All studies assessed the accuracy of FIT for AN,26-37 but only 7 studies (4790 patients) reported data specifically for CRC.27,29,31-35 Prevalence of AN ranged between 3.2% and 14.5% and between 0.6% and 2.1% for CRC.

Quality Assessment

The methodological quality assessment of the included studies is summarized in eFigures 2 and 3 in the Supplement. Six studies were deemed at high risk of bias,26,28,30,32,34,37 1 study at unclear risk,36 and 5 studies at low risk of bias.27,29,31,33,35

All but 1 study reported use of consecutive or random sampling.30 FIT was used prior to the reference standard in 11 studies, and only 1 study did not provide relevant data.36 All studies used prespecified FIT thresholds.
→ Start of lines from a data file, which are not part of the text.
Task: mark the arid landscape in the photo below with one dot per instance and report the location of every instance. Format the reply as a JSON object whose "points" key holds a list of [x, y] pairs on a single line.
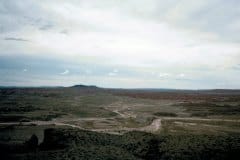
{"points": [[205, 116]]}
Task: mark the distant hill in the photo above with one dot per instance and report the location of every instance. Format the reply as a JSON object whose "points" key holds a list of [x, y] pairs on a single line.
{"points": [[80, 86]]}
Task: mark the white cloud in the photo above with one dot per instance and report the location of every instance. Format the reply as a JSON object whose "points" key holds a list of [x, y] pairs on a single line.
{"points": [[161, 38], [65, 72]]}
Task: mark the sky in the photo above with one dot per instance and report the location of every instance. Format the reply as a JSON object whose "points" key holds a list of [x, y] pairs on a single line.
{"points": [[181, 44]]}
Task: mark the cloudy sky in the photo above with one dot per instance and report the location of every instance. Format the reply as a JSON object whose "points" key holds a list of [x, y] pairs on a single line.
{"points": [[120, 43]]}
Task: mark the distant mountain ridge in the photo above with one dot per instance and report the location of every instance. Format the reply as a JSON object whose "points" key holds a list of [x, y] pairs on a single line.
{"points": [[81, 86]]}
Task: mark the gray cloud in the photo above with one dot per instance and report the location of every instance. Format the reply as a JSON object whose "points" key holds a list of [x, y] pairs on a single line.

The greatest risk for bias occurred owing to flow and timing. In 3 studies, individuals with positive FIT results underwent immediate colonoscopy, whereas individuals with negative FIT results underwent delayed colonoscopy, introducing potential differential verification bias.26,34,37 Moreover, 3 studies used an unacceptable interval (>3 months) between FIT and reference standard,26,34,37 while 2 studies provided no relevant details.30,36 In the rest of the studies, the interval between FIT and reference standard was less than 1 month in 5 studies27,29,31,33,35 and 2 months in 1 study.28

The greatest concern regarding applicability was due to the FIT and the reference standard used. We deemed all 4 studies employing qualitative FITs28,30,32,37 and all 3 studies using delayed colonoscopy as a reference standard26,34,37 as high risk.

Diagnostic Accuracy

In our main analysis, FIT sensitivity and specificity for diagnosing CRC ranged from 0.25 to 1.00 (median, 0.81) and from 0.87 to 0.95 (median, 0.91), respectively. Respective values for diagnosing AN ranged from 0.29 to 0.83 (median, 0.50) and from 0.85 to 0.98 (median, 0.92). Forest plots demonstrated a high degree of heterogeneity for sensitivity estimates (Figure 2). Pooled estimates of sensitivity and specificity for CRC were 93% (95% CI, 53%-99%) and 91% (95% CI, 89%-92%), yielding a positive likelihood ratio (LR+) of 10.30 (95% CI, 7.7-13.9) and a negative likelihood ratio (LR−) of 0.08 (95% CI, 0.01-0.75). Positive and negative predictive values were 7.7% and 99.9%, respectively. The pooled sensitivity and specificity for AN were 48% (95% CI, 39%-57%) and 93% (95% CI, 91%-94%), yielding an LR+ of 6.5 (95% CI, 5.0-8.5) and an LR− of 0.57 (95% CI, 0.48-0.67). Positive and negative predictive values were 43.8% and 94.0%, respectively. The diagnostic odds ratio (DOR) for diagnosis of CRC and AN was 129 (95% CI, 11-1579) and 11 (95% CI, 8-17), respectively. The area under the ROC (AUC) for diagnosis of CRC and AN was 0.93 (95% CI, 0.90-0.95) and 0.86 (95% CI, 0.83-0.89), respectively (eFigure 4 in the Supplement).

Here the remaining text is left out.